La gestion phytosanitaire reste la clé de la durabilité de la culture des fraises. Le puceron des racines (Rhopalosiphum rufiabdominale) est l'une des principales menaces, car il est difficile à contrôler en raison de son activité souterraine et du diagnostic souvent tardif. Ce ravageur suce la sève des racines, provoquant le jaunissement des feuilles, une baisse de vigueur, un arrêt de croissance et, dans les cas graves, la mort de la plante. En période de sécheresse, le stress hydrique aggrave les dégâts. Les populations de pucerons des racines sont principalement composées de femelles ; les larves et les adultes se nourrissent continuellement et injectent des toxines, endommageant davantage le système racinaire.

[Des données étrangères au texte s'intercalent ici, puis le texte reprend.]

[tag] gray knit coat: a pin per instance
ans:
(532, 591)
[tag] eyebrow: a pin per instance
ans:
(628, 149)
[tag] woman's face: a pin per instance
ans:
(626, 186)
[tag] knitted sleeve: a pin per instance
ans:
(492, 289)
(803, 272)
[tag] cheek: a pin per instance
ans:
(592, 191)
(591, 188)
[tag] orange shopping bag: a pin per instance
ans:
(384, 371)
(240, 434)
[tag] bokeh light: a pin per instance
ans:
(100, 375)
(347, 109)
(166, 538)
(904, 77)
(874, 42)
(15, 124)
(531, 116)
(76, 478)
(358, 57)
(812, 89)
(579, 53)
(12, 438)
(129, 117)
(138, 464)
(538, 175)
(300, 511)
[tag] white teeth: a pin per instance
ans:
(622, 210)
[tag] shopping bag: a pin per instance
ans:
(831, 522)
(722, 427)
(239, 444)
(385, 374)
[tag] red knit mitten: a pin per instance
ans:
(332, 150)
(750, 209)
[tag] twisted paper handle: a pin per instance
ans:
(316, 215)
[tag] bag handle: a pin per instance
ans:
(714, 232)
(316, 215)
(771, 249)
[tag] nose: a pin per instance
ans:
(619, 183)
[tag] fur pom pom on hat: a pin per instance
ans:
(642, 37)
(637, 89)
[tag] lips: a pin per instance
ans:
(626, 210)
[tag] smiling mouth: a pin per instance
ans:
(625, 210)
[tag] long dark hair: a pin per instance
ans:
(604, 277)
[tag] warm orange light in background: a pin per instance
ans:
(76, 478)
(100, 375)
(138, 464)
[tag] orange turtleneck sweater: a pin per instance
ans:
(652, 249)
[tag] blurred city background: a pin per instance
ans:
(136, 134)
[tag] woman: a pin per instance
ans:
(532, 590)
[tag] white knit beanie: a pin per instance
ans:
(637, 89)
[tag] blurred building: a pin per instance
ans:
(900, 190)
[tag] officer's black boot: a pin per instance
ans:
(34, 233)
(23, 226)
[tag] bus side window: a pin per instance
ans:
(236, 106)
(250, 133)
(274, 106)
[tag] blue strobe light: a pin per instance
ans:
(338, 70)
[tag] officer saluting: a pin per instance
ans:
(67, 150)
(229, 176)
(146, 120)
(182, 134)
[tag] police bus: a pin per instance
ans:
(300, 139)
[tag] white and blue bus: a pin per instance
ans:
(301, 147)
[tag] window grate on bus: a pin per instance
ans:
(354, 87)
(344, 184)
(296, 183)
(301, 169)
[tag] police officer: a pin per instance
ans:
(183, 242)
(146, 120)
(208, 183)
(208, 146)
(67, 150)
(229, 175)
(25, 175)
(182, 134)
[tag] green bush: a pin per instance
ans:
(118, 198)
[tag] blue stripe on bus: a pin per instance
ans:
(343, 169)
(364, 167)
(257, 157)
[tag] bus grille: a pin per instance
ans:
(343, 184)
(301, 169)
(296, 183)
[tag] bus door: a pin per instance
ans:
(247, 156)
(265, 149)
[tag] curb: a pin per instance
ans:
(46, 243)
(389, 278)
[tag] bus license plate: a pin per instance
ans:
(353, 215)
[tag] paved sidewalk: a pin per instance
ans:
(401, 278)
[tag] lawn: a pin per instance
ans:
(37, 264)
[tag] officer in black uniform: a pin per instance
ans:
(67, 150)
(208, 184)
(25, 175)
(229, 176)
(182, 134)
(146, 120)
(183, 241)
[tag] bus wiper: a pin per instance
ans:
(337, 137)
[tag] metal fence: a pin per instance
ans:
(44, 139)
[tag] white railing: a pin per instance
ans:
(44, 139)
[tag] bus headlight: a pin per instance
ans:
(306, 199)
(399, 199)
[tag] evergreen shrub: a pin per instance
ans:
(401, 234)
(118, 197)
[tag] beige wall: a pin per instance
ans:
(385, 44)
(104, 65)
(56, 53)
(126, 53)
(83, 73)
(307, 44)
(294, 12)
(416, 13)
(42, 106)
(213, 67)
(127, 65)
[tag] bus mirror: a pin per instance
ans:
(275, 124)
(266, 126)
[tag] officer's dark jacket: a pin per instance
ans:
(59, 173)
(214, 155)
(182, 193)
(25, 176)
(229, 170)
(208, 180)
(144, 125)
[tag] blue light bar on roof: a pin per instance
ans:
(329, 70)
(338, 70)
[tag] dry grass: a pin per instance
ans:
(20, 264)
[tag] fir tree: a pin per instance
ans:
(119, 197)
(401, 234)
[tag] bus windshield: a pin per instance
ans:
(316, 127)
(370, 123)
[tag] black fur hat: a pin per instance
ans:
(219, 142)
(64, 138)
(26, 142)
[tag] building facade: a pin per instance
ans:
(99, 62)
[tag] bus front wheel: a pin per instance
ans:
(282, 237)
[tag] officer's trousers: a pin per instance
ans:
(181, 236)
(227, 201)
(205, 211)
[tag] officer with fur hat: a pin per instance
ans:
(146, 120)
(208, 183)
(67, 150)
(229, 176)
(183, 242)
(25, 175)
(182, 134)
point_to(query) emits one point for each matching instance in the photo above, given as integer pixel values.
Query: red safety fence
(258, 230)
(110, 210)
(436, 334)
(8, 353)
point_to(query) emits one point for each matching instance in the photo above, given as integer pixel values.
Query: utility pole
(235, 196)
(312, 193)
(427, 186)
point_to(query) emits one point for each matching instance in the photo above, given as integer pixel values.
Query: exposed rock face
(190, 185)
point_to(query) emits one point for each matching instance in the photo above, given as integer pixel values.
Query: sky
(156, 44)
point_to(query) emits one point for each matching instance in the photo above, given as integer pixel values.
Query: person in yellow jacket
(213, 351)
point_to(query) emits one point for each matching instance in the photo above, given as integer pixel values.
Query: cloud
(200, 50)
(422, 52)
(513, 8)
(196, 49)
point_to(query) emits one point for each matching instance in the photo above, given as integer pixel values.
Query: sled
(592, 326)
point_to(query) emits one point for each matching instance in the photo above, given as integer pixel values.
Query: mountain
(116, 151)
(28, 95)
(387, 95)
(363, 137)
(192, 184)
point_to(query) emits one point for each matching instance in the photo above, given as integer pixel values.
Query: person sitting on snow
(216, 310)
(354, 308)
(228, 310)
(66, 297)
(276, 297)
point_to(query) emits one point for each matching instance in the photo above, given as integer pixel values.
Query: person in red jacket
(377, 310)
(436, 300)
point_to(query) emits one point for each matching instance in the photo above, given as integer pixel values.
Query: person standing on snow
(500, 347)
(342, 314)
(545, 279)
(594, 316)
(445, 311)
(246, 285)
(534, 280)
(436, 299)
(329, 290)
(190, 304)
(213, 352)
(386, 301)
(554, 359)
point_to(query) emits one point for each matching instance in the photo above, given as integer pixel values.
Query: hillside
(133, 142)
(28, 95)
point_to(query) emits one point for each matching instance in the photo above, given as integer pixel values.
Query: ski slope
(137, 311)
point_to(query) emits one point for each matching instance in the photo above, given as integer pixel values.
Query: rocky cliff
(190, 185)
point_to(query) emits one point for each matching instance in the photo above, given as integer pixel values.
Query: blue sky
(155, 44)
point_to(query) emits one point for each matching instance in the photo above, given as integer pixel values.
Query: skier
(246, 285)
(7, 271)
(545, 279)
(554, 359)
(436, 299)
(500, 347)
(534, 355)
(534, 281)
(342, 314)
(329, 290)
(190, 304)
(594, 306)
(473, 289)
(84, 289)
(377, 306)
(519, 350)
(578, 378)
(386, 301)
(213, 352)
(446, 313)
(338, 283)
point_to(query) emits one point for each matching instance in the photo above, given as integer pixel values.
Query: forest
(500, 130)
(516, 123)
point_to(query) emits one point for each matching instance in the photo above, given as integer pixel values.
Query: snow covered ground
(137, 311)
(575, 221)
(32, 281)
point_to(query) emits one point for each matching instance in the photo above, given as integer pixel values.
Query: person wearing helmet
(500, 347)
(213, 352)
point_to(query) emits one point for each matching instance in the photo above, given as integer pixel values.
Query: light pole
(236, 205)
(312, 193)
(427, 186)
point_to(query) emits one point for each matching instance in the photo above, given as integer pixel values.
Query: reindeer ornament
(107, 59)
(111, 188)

Fábio Kagi, responsable des affaires réglementaires au Syndicat national de l'industrie des produits de protection des plantes (Sindiveg), souligne que le puceron des racines non seulement suce directement la sève, mais transmet également le virus de la marbrure du fraisier, ce qui accroît considérablement les pertes. Il préconise une stratégie de lutte intégrée : « Utiliser des ennemis naturels, équilibrer la nutrition du sol et éviter l'excès d'engrais azotés, car l'azote favorise l'apparition de ravageurs. La lutte chimique doit être basée sur la surveillance, en utilisant des insecticides pendant les périodes de fructification et de récolte, d'autres pesticides pouvant être appliqués à différents cycles, mais en respectant les recommandations techniques et le moment approprié. » M. Kagi insiste sur le fait que le développement de la culture des fraises au Brésil ne peut se passer de bonnes pratiques de gestion, les producteurs devant utiliser les pesticides de manière correcte et sûre, en évitant les pertes et en garantissant la qualité des produits grâce à une surveillance continue et à des outils phytosanitaires intégrés.